Lo prevedono le Linee guida per la Didattica Digitale Integrata, nella parte dedicata alle lezioni minime obbligatorie qualora alunni e docenti fossero di nuovo costretti a rimanere a casa, come accaduto negli ultimi tre mesi dell’anno scolastico ormai passato.
In base a quanto disposto nell’ultima bozza del documento, presto all’esame del Consiglio superiore della pubblica istruzione per il necessario parere (comunque non vincolante), sarebbero imposte non meno di 10 ore settimanali di Dad per le prime classi della scuola primaria, 15 ore per le altre classi della primaria, così come per le scuole medie. Mentre alle superiori sarebbero almeno 20 ore a settimana da realizzare a distanza via computer.

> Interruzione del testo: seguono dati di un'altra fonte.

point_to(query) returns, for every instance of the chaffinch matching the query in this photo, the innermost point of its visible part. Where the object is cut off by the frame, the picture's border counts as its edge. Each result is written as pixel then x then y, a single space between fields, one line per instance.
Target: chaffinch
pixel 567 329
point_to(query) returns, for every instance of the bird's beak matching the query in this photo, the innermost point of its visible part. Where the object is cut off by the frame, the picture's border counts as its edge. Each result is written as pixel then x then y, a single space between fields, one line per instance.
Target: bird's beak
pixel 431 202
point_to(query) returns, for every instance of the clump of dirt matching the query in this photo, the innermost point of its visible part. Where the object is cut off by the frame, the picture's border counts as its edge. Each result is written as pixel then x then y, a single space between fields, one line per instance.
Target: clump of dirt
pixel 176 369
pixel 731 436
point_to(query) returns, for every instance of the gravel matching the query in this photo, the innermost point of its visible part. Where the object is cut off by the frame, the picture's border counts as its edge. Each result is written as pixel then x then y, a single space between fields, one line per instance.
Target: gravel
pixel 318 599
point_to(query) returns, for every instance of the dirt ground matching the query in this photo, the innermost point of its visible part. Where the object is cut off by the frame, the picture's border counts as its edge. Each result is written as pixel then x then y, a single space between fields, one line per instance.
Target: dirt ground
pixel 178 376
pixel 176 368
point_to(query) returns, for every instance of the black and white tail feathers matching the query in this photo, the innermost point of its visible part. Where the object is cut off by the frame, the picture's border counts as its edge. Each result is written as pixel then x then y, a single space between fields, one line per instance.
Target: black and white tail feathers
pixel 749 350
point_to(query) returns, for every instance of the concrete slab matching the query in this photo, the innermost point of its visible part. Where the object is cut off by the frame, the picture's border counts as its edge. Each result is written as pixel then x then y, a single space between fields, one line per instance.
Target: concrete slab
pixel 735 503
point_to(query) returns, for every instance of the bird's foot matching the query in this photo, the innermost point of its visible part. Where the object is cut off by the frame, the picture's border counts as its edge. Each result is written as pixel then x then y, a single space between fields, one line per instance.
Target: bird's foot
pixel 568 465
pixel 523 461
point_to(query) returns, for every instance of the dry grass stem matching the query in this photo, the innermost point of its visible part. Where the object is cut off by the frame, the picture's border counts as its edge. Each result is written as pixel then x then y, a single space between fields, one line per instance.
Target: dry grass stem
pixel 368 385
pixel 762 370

Nel documento si precisa anche che dovranno essere tutelati i bisogni educativi speciali e le famiglie dovranno essere costantemente informate.
Nessun riferimento, invece, viene fatto alla necessità di regolamentare le lezioni a distanza, come chiesto in più occasioni dai sindacati, collocandole all’interno del contratto collettivo nazionale di lavoro della categoria.
A questo punto, appurato che il Consiglio di Classe dovrà probabilmente assicurare la didattica a distanza per non meno di 10 ore settimanali, rimane da capire cosa si intenda per lezioni a distanza.
A questo proposito riproponiamo la nota Ministeriale n. 388 del 17 marzo scorso, a firma del capo dipartimento Marco Bruschi che faceva chiarezza proprio su questo punto: nel documento si specificava che “nella consapevolezza che nulla può sostituire appieno ciò che avviene, in presenza, in una classe, si tratta pur sempre di dare vita a un ‘ambiente di apprendimento’, per quanto inconsueto nella percezione e nell’esperienza comuni, da creare, alimentare, abitare, rimodulare di volta in volta”.
Il capo dipartimento ha quindi focalizzato le diverse esperienze possibili che rappresentano delle forme di didattica on line: “Il collegamento diretto o indiretto, immediato o differito, attraverso videoconferenze, videolezioni, chat di gruppo; la trasmissione ragionata di materiali didattici, attraverso il caricamento degli stessi su piattaforme digitali e l’impiego dei registri di classe (ovviamente elettronici n.d.r.) in tutte le loro funzioni di comunicazione e di supporto alla didattica, con successiva rielaborazione e discussione operata direttamente o indirettamente con il docente, l’interazione su sistemi e app interattive educative propriamente digitali: tutto ciò è didattica a distanza”.
Come già indicato con la precedente nota 279 dell’8 marzo, nella parte intitolata proprio “Attività didattica a distanza”, il capo dipartimento del dicastero di Viale Trastevere ha tenuto a specificare che al docente non basta inviare ai propri alunni dei materiali o delle dispense on line per dire che sta attuando la didattica on line.
Ecco, perchè a supporto del registro elettronico, i docenti hanno bisogno di utilizzare una delle piattaforme telematiche create per questo scopo.
Ciò significa, ha sottolineato il dottor Marco Bruschi, che “il solo invio di materiali o la mera assegnazione di compiti, che non siano preceduti da una spiegazione relativa ai contenuti in argomento o che non prevedano un intervento successivo di chiarimento o restituzione da parte del docente, dovranno essere abbandonati, perché privi di elementi che possano sollecitare l’apprendimento”.
Fermo restando la centralità dei “momenti di relazione tra docente e discenti, attraverso i quali l’insegnante possa restituire agli alunni il senso di quanto da essi operato in autonomia”, è quindi evidente che per il Ministero praticare didattica a distanza non significa solo svolgere lezioni su piattaforma on line in modalità sincrona.